[Feature] Benchmarking PostgreSQL vs. SQLite for Large-Scale VPN Networks Using Headscale #738

Closed
opened 2025-12-29 02:23:04 +01:00 by adam · 6 comments
Owner

Originally created by @nadongjun on GitHub (Jul 7, 2024).

Use case

Although Headscale is primarily designed for small-scale VPN environments (e.g., home VPNs), there is increasing interest in using Headscale to deploy large-scale VPN networks with over 500 clients. However, there is a lack of comprehensive guides and benchmark materials for such use cases. This benchmark provides recommendations for database configurations and comparison metrics to assist users in setting up large-scale VPN networks with Headscale.
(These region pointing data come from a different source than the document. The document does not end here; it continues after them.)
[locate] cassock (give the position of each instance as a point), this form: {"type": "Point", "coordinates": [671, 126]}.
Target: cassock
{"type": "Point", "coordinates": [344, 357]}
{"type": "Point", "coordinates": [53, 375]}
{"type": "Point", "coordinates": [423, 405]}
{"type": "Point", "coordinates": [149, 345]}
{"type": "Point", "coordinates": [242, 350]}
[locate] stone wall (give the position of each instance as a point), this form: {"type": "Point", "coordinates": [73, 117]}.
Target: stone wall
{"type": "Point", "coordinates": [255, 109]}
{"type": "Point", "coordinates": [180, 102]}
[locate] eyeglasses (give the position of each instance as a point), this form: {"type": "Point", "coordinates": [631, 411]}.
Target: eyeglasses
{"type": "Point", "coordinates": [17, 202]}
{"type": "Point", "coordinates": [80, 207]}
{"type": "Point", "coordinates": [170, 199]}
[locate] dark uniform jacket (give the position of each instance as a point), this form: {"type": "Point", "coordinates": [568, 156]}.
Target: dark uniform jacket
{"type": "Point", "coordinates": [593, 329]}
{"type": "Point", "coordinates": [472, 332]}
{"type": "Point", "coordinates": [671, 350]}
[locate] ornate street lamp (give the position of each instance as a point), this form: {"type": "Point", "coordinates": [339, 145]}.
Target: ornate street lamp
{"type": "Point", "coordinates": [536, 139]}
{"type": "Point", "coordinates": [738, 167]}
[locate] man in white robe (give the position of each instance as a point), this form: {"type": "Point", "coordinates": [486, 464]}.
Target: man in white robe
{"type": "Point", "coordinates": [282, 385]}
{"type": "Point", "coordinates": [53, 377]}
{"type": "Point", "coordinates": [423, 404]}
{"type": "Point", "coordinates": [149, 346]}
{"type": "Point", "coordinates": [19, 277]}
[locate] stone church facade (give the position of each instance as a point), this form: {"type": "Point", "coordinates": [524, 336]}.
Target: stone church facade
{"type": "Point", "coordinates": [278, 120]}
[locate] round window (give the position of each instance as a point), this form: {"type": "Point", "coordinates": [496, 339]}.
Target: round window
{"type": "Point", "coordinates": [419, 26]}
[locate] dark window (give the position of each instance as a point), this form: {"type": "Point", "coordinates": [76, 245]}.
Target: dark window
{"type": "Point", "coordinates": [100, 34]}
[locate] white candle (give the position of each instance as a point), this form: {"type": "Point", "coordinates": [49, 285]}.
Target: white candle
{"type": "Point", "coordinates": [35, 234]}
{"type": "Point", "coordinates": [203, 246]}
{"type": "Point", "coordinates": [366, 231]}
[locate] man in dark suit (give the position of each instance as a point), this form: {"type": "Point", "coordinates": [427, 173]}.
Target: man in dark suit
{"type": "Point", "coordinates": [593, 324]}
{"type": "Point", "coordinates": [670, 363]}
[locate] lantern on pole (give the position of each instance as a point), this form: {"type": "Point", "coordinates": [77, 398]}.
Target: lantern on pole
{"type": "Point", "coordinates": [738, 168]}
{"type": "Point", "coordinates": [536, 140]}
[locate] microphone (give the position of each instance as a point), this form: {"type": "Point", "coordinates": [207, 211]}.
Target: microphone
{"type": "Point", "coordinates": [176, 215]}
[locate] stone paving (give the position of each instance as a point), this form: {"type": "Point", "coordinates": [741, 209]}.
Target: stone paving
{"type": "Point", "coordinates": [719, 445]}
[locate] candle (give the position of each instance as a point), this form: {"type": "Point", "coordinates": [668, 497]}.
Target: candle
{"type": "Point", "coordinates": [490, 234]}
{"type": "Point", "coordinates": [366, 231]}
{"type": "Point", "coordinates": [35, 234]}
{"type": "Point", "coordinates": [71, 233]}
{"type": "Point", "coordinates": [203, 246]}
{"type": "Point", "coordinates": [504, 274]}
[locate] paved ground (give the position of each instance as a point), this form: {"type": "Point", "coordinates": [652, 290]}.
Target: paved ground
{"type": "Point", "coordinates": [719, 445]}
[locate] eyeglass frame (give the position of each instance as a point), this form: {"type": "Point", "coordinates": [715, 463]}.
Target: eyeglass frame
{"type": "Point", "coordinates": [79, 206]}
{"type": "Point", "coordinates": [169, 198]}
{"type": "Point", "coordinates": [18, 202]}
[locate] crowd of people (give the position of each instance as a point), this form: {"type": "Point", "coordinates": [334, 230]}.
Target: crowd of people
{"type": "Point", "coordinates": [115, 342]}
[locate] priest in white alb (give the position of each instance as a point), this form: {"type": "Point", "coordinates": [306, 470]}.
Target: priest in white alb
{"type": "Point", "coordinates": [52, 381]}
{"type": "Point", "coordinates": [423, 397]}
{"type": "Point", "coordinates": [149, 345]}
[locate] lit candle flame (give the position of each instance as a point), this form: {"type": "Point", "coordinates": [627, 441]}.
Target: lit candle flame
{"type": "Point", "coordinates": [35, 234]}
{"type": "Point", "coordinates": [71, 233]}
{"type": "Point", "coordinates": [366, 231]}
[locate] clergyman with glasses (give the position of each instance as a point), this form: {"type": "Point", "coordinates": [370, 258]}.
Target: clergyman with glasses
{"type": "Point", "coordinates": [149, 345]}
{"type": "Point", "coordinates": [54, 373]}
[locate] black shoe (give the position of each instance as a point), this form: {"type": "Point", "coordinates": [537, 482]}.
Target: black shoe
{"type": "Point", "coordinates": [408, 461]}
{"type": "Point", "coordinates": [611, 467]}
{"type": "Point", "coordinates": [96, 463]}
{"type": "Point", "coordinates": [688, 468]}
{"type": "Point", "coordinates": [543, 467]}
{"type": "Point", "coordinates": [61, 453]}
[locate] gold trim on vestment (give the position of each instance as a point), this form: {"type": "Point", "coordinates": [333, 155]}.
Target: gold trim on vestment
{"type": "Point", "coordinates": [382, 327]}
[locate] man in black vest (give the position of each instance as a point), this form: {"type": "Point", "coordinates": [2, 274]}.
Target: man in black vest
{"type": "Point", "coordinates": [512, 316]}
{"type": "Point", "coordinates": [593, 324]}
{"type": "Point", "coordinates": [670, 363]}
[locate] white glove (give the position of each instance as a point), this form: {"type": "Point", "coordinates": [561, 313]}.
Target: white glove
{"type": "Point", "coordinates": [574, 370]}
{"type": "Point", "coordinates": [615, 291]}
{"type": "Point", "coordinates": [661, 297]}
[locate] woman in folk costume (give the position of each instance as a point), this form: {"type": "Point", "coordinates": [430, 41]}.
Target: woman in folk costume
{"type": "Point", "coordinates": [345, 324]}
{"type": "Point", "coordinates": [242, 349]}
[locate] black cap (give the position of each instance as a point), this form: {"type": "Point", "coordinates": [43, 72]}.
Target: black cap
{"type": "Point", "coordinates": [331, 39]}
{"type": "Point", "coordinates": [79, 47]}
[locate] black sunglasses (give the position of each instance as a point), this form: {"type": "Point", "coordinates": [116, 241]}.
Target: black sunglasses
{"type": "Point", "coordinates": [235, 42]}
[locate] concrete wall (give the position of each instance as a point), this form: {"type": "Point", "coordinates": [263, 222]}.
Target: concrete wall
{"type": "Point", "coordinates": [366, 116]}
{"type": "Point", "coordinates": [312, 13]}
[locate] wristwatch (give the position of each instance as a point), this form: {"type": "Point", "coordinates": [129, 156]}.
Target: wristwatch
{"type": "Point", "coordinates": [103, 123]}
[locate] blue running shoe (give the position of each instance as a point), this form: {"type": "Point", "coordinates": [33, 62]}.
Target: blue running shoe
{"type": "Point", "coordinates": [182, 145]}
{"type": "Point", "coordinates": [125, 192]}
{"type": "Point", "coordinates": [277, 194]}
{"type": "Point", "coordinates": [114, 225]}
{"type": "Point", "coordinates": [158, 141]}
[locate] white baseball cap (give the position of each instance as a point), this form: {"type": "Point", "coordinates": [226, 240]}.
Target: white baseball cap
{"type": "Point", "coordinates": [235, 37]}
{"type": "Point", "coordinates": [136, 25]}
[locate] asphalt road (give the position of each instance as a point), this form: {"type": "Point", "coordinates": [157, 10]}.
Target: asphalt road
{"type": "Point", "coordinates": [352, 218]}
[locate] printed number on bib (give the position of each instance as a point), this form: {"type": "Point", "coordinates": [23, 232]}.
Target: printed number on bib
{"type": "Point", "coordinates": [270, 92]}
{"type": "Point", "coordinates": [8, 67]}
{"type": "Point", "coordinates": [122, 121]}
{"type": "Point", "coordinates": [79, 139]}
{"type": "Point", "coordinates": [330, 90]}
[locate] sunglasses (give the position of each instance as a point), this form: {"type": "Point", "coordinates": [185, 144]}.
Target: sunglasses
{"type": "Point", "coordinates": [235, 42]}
  • The aim of this benchmark was to evaluate the suitability of SQLite (with the WAL option) versus PostgreSQL for large-scale client networks. The evaluation criteria included error occurrence frequency, client request processing time, and profiling results.
  • The benchmark results showed that PostgreSQL outperformed SQLite in terms of total client creation time, error occurrence frequency, and profiling results.
  • Based on these results, it is recommended to update the documentation and config.yaml to include criteria for selecting a database based on different use cases.

Description

Benchmark Environment

  • A single Headscale server was used to create and connect 60 Tailscale clients on each of 10 EC2 instances.
    • Headscale Instance: t2.large instance deployed in the ap-northeast-2 region
    • Tailscale Clients: 10 t2.medium instances (5 in ap-northeast-2 and 5 in us-east-1), with 60 Tailscale clients deployed per instance (total 600 tailscale client)
      - The benchmark was performed in a consistent environment where the only variable was the choice of database specified in the headscale config.yaml: either PostgreSQL or SQLite (with the WAL option).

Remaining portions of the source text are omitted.